# Arrows?



## kegan (Aug 28, 2006)

Birch dowel arrows I make up myself.


----------



## master hunter (Oct 9, 2007)

gold tip target/3d and carbon express for hunting


----------



## BIGBC (Jan 29, 2007)

Easton Axis FMJ's
Easton Cobalt 2314's
Easton ACC's
Easton Lightspeed's


----------



## bowboy0 (May 19, 2007)

I shoot only Goldtip and love them! 
Indoors: Triple X pros/30X pros
3D: Triple X Pros 26.5/Ultralight Pro 22 series
Field/FITA: Ultra Light Pro 400 
Hunting: 35/55 Pro Hunter/CAA 400

Jake


----------



## Jared Les (Jun 22, 2008)

Primarily Gold Tip but I'm using Radial X-weaves for hunting this year.


----------



## rpford53 (Jul 21, 2006)

Radail X-Weaves Pros for me.


----------



## midwesthunter95 (Feb 10, 2009)

*Arrows*

Easton ST. Epic for me...love em


----------



## NocBuster (Jan 5, 2009)

Easton 340 FMJ's
Carbon Express Maxima Hunters 350's


----------



## rascal (Jul 13, 2004)

Victory V-Force for hunting
Victory X-Ringers HV's for target
Victory Nano's for target


----------



## Elixir86 (Feb 23, 2009)

*Epic*

Easton ST Epic Nfused 500s, amazing arrows!


----------



## Wolfey (Aug 12, 2008)

Easton axis N-fused 400s


----------



## BWiz (Dec 15, 2008)

Easton ST Axis 340's for me, CE Maximas shoot well for me too.


----------



## tru-force ss (Mar 25, 2008)

Vctory Vx-22hv-3D
Victory Vx-22-hunting/indoor


----------



## Irishrobin (Oct 21, 2006)

Easton ST epic


----------



## Rory/MO (Jan 13, 2008)

3-49 ACCs


----------



## CA_Rcher12 (Oct 28, 2004)

I've used Gold Tips and CX but I'm sticking with Eastons now. I think I'm on my fourth dozen of those.


----------



## SupraTT (Dec 18, 2007)

Radial X weave pros


----------



## whoa (Apr 5, 2004)

Easton
Fat Boys,lightspeeds,Axis and X7's


----------



## XCalibre (Aug 31, 2006)

rascal said:


> Victory V-Force for hunting
> Victory X-Ringers HV's for target
> Victory Nano's for target


i can't find those Victory Nanos on their website. are you sure that you don't mean CX Nanos?


----------



## hoytboy101 (Dec 17, 2007)

XCalibre said:


> i can't find those Victory Nanos on their website. are you sure that you don't mean CX Nanos?

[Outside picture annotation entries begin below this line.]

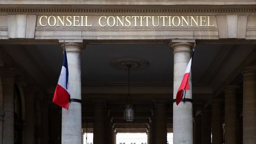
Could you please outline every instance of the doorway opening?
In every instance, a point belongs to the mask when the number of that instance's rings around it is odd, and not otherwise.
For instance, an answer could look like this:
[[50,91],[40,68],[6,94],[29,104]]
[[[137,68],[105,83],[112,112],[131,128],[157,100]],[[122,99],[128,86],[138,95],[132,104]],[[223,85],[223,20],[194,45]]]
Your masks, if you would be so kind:
[[116,144],[147,144],[146,133],[117,133]]

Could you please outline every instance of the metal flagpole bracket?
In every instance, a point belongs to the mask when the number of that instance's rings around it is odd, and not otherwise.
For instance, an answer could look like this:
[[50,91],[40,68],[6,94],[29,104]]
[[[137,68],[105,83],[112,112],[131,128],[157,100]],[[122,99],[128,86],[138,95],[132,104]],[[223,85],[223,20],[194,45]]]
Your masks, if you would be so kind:
[[[193,100],[191,98],[183,98],[181,101],[184,101],[184,103],[185,103],[185,101],[188,101],[190,103],[193,103]],[[176,102],[176,99],[173,99],[172,100],[172,103],[175,103]]]
[[79,100],[79,99],[76,99],[76,98],[71,98],[71,99],[69,99],[69,103],[71,103],[71,102],[76,102],[76,103],[82,103],[82,100]]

No victory just came out with those arrows.


----------



## bardman (Oct 18, 2006)

FMJ for deer and bigger stuff

Carbon Express for turkeys


----------



## Ignition kid (Oct 7, 2008)

I chose Easton. I shoot Easton Axis 500's.


----------



## CA_Rcher12 (Oct 28, 2004)

Axis 500's are some sweet arrows. I prefer aluminum but if I ever went back to carbon it'd be those.


----------



## Ignition kid (Oct 7, 2008)

CA_Rcher12 said:


> Axis 500's are some sweet arrows. I prefer aluminum but if I ever went back to carbon it'd be those.


Yea, they are sweet shooting arrows!


----------



## gobblercrazy (May 9, 2008)

Easton Axis 500 :thumb:


----------



## Gary73 (Jan 11, 2008)

Beman

Bowhunters, Hunters, Hunter Elites.


----------